Last time, we figured out how to await an arbitrary number of handles with a common timeout. But we found that there were two fundamental problems: The awaiter might not be movable, and we don’t want to throw an exception after some of the handles have been signaled (because that causes us to lose track of them).
Since we don’t control the awaiter used by resume_
, we’ll have to switch to something we do control.
We’ll write our own awaiter.
Fortunately, writing an awaiter is easier than writing a coroutine promise. We just need to implement the three awaiter methods: await_ready
, await_suspend
, and await_resume
.
In order to avoid the problem of throwing an exception partway through, we need to make sure we set up everything that could possibly throw an exception before we start waiting on any of the handles.

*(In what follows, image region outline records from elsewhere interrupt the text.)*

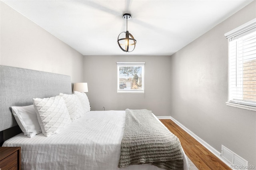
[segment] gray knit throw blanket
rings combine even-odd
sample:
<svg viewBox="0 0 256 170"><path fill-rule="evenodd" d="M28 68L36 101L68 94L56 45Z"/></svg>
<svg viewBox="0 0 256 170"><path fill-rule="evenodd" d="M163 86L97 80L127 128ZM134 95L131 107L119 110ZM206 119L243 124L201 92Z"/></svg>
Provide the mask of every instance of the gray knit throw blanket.
<svg viewBox="0 0 256 170"><path fill-rule="evenodd" d="M146 109L126 110L118 168L147 163L166 170L183 170L180 140Z"/></svg>

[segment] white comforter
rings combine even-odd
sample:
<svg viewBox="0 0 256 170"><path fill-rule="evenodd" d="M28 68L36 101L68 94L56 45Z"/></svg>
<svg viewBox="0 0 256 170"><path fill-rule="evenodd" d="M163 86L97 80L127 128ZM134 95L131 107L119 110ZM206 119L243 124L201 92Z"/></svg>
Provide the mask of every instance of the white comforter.
<svg viewBox="0 0 256 170"><path fill-rule="evenodd" d="M3 146L21 146L23 170L162 170L148 164L118 168L125 121L125 111L91 111L58 134L29 138L22 133Z"/></svg>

Here’s our first attempt. Let’s start with the simple case that we are given a counted array of HANDLE
s. Our function prototype will be this:
auto resume_on_all_signaled(HANDLE* handles, uint32_t size, std::optional<winrt::Windows::Foundation::TimeSpan> timeout = std::nullopt);
I changed the timeout
parameter to an optional TimeSpan
, where an empty value means that there is no timeout. This avoids problems in the original code where 0 meant “no timeout (wait indefinitely)”, but a value of zero, or even a negative value, could be generated by mistake, say because the deadline has been reached or has already been passed. Making it an explicitly optional parameter avoids this edge case where a computed timeout happens to match the sentinel value. It also means that you will be able to pass a timeout of zero to probe the handles without waiting.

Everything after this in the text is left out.